ZF-6283: Zend_Search_Lucene indexing memory usage improvement.

Description

The issue was originaly reported by Jurriƫn Stutterheim:

Zend_Search_Lucene memory leak?

I ran into a problem indexing a relatively small amount of records (+/- 50k). Memory usage slowly rises from roughly 45MB to the memory limit of 128M (using the default merge factor of 10). When the indexing process hits the limit, I've only indexed roughly 15k documents. When using a merge factor of 5 I manage to squeeze in a few thousand extra records before running out of memory again. Executing the same code, but uncommenting the $index->addDocument() call, I happily iterate over the 50k records, using only 47MB of memory.

Strangely enough I've never experienced this in a previous application, where I'd index 150k records (roughly the same size as the current ones) without a problem. Could there be a memory leak of some sorts? Or is this expected? I'm using Zend Server 4.0.1 on Mac OS X 10.5.6 with mbstring enabled

(non-overloading) and set to UTF-8. I'm running the Zend_Search_Lucene from the trunk. Of course I could increase the memory limit to 256M or 512M, but that's not ideal.

Comments

That's possible to get such behavior in some cases: 1. PHP doesn't detect cyclic object references and doesn't destroy object structures with cyclic references. It only checks if object is not referred (using references counter) and destroys object if number of references is 0. Zend_Search_Lucene shouldn't create such structures, but... it's better to check it again.

  1. Some strings operations (like .= operator) produces high level of free memory fragmentation. It increases overall memory usage. So it also should be checked.

  2. Index growing also increases memory usage.

Could you perform the following experiments?

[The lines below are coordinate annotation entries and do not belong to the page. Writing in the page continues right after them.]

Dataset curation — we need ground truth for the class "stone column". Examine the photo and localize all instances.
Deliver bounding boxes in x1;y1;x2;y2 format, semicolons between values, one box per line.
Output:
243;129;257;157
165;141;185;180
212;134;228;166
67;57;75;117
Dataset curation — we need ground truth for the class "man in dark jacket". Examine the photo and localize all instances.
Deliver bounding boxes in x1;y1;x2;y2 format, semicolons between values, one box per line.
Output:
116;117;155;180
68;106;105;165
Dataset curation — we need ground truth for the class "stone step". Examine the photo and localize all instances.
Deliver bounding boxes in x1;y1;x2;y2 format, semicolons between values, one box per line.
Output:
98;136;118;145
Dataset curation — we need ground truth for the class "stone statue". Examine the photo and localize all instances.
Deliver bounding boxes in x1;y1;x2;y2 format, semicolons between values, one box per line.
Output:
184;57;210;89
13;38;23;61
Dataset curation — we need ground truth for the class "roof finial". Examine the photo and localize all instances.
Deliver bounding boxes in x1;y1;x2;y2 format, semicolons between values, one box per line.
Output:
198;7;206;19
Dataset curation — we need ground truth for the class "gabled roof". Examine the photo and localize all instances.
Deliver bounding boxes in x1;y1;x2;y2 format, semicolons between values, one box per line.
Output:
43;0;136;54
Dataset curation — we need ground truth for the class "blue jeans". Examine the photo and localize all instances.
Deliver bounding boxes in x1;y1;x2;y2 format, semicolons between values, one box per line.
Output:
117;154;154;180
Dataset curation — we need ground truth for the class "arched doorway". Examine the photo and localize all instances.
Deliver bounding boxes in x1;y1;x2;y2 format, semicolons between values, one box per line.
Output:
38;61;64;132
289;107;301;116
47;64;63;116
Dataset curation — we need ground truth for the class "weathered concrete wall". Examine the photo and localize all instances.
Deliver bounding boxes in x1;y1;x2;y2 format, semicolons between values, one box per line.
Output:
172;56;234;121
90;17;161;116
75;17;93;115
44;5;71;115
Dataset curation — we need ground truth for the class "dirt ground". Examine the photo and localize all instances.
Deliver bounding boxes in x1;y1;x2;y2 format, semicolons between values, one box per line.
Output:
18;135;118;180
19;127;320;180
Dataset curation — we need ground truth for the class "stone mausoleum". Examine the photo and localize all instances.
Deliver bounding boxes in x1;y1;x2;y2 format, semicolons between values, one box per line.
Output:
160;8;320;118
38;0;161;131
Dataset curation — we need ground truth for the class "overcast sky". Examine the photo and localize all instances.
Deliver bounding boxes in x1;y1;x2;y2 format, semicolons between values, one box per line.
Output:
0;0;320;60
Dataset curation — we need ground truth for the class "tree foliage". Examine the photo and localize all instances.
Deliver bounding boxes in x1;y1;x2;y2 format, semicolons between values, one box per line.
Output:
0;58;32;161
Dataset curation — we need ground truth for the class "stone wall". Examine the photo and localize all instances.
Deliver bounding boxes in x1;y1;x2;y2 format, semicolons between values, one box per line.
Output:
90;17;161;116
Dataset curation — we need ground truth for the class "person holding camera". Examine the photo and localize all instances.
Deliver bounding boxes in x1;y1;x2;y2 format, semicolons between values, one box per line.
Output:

  1. Check amount of memory used by loaded index. a) Create new index and add as much documents as it's possible (2-5 documents before reaching memory usage limit). Check memory usage at the end of script:

...

var_dump(memory_get_usage());
var_dump(memory_get_usage(true));

b) Open index using separate script and check memory usage:


$index = Zend_Search_Lucene::open($indexPath);
// Load dictionary index structures
$index->hasTerm(new Zend_Search_Lucene_Index_Term('dummy_data', 'dummy_fieldname'));

var_dump(memory_get_usage());
var_dump(memory_get_usage(true));
  1. Check, if increasing memory usage is not caused by missing destroy operation for document objects. Use the_same document object for each addDocument() operation and check memory usage during indexing (in compare to the current memory utilization).

  2. If above experiments don't give enough information, try to track document objects creation/destroy operations (add destructor to the document object and make debug output for document creation/destroy operations).

PS Which Analyzer do you use for indexing? If it's UTF-8 analyzer, then it may be [ZF-4997] related problem.

I will try and get you the result of 1.a. later today. In the mean time...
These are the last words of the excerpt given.